Dopo il conferimento della cittadinanza onoraria, Patrizia Moretti e i familiari di Federico Aldrovandi sono scesi in piazza Maggiore, ai piedi del crescentone, dove ad attenderli c’erano un centinaio di tifosi sportivi pronti ad accoglierli con uno striscione orgogliosamente sollevato in alto: “Sempre al fianco della famiglia di Federico Aldrovandi”, recitava. E un altro applauso per lei, Patrizia, che di lottare non ha mai smesso, “perché ciò che è successo a noi non deve succedere a nessun’altro”.

“E’ la mamma che vorremmo avere tutti” commentano i tifosi, alcuni della Fossa dei Leoni, altri della curva Andrea Costa. Basket e calcio, Bologna e Fortitudo. “Questo striscione l’abbiamo esibito anche allo stadio, il giorno in cui il Coisp manifestò a Ferrara, sotto all’ufficio dove Patrizia lavora – racconta Paolo – siamo qui perché vogliamo stare vicino a questa famiglia, perché ammiriamo l’impegno speso per trovare una verità che si è cercato di nascondere. Patrizia è un esempio di impegno civile”.

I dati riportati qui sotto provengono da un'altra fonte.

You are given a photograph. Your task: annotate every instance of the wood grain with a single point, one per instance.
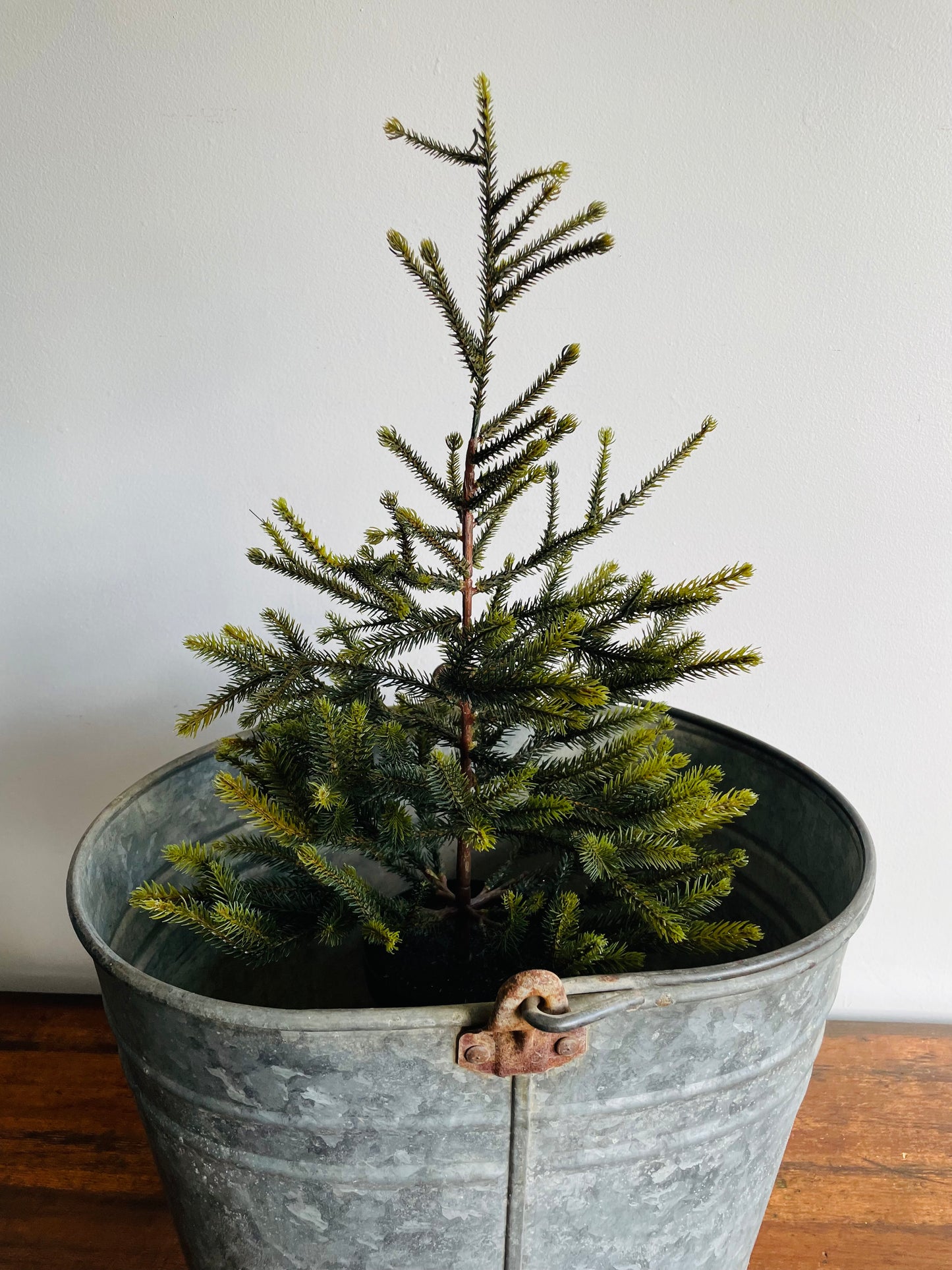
(866, 1183)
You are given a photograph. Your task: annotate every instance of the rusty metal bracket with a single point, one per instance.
(511, 1045)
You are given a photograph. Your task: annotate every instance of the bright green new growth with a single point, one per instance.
(532, 738)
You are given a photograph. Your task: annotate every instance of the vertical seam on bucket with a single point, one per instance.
(519, 1130)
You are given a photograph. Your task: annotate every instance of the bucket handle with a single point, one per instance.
(519, 1039)
(569, 1020)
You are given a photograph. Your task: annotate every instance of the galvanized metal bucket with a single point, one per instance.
(339, 1136)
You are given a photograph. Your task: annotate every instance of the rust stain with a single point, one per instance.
(511, 1045)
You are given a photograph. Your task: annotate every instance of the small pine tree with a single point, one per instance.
(532, 739)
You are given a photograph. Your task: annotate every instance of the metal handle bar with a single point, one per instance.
(571, 1020)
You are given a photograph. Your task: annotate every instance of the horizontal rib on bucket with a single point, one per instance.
(349, 1138)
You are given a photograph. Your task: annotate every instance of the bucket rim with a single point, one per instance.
(660, 987)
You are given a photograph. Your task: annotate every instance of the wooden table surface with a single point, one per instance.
(866, 1183)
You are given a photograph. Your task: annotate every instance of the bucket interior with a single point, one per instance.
(805, 849)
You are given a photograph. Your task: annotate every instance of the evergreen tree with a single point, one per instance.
(534, 738)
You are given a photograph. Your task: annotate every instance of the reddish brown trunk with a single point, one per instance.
(464, 855)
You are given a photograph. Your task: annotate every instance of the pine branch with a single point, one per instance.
(395, 130)
(538, 246)
(433, 281)
(568, 357)
(557, 172)
(532, 274)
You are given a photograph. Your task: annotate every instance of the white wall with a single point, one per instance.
(200, 313)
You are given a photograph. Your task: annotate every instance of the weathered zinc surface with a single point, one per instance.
(350, 1138)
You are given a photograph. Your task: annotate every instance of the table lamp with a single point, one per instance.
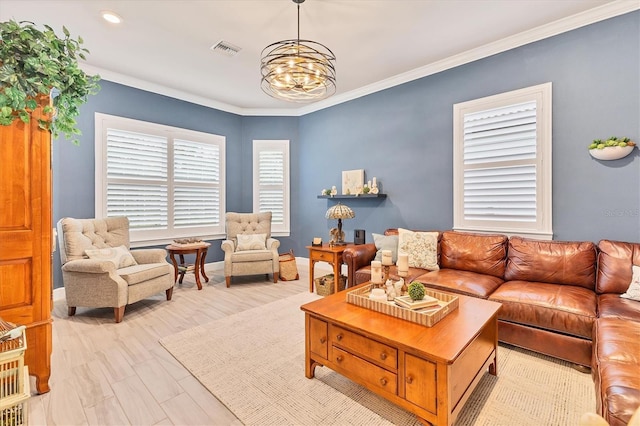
(340, 211)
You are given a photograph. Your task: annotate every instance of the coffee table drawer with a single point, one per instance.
(358, 368)
(381, 354)
(318, 342)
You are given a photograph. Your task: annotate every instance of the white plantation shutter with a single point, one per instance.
(502, 163)
(137, 178)
(271, 182)
(169, 182)
(197, 184)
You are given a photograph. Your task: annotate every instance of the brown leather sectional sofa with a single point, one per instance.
(560, 298)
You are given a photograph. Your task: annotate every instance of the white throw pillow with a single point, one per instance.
(633, 292)
(119, 256)
(251, 242)
(422, 248)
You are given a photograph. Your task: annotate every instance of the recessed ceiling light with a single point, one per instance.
(111, 17)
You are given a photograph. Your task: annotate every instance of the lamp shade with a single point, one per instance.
(340, 211)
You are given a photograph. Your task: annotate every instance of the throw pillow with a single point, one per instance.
(251, 242)
(422, 248)
(119, 256)
(633, 292)
(386, 242)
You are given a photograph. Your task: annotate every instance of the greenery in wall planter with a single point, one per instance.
(611, 149)
(35, 64)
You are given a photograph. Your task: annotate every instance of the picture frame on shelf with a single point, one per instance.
(352, 181)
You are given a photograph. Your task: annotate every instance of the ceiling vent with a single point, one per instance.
(225, 48)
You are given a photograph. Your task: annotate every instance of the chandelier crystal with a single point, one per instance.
(298, 70)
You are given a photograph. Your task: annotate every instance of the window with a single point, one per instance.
(168, 181)
(271, 182)
(502, 163)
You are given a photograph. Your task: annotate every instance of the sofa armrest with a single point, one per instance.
(144, 256)
(228, 246)
(272, 244)
(355, 257)
(89, 266)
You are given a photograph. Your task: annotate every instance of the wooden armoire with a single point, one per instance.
(26, 239)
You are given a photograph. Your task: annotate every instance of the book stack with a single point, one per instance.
(406, 302)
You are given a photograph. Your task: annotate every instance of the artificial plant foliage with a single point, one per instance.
(36, 63)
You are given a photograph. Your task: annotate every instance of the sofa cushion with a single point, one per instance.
(422, 248)
(616, 362)
(610, 305)
(557, 262)
(467, 251)
(562, 308)
(633, 292)
(463, 282)
(615, 261)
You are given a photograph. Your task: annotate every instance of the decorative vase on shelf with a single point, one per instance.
(611, 149)
(611, 152)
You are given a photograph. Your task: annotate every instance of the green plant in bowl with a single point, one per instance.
(416, 291)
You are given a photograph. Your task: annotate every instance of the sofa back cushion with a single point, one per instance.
(555, 262)
(615, 264)
(480, 253)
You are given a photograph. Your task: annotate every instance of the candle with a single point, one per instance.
(403, 262)
(376, 272)
(387, 260)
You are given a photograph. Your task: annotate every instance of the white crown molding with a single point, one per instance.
(609, 10)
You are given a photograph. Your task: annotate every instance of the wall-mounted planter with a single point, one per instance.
(611, 152)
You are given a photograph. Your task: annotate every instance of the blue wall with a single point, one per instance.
(403, 136)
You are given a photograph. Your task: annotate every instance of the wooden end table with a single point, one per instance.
(326, 253)
(199, 250)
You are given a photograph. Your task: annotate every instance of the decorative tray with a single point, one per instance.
(429, 316)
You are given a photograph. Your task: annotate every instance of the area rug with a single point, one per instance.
(253, 362)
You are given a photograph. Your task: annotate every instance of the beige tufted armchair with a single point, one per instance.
(249, 248)
(99, 271)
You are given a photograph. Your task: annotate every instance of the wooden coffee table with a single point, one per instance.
(429, 371)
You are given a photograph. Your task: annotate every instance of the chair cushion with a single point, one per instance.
(119, 256)
(252, 256)
(82, 234)
(251, 242)
(140, 273)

“La storia di Aldro rappresenta molti aspetti che come tifosi abbiamo sempre denunciato, senza essere ascoltati – commenta Marco – dimostra che certe cose possono accadere nella vita quotidiana. In quel caso, bisogna essere uniti, e solidali”. 

 

Anna Maria Cancellieri “occasione per testimoniare vicinanza”. Alla cerimonia di conferimento della cittadinanza onoraria avrebbe dovuto partecipare anche il ministro dell’Interno Anna Maria Cancellieri, rimasta a Roma, però, per assistere al giuramento del Presidente della Repubblica Giorgio Napolitano. In un messaggio inviato al Comune di Bologna. Però, l’ex commissario ha ricordato che il riconoscimento è “un’occasione particolare per testimoniare vicinanza a e affetto” alla famiglia di Aldro e a Patrizia Moretti. Bologna, ha aggiunto, “come sempre ha saputo dimostrare di essere città dalle grandi qualità civili e morali”. E al ministro Cancellieri i genitori di Aldro si sono rivolti per chiedere che ai quattro poliziotti, “che hanno ucciso un bambino dolce e tontolone, che baciava la nonna alle spalle chiedendole ‘come mi sta la giacca di pelle nuova?’” sia “tolta la divisa”.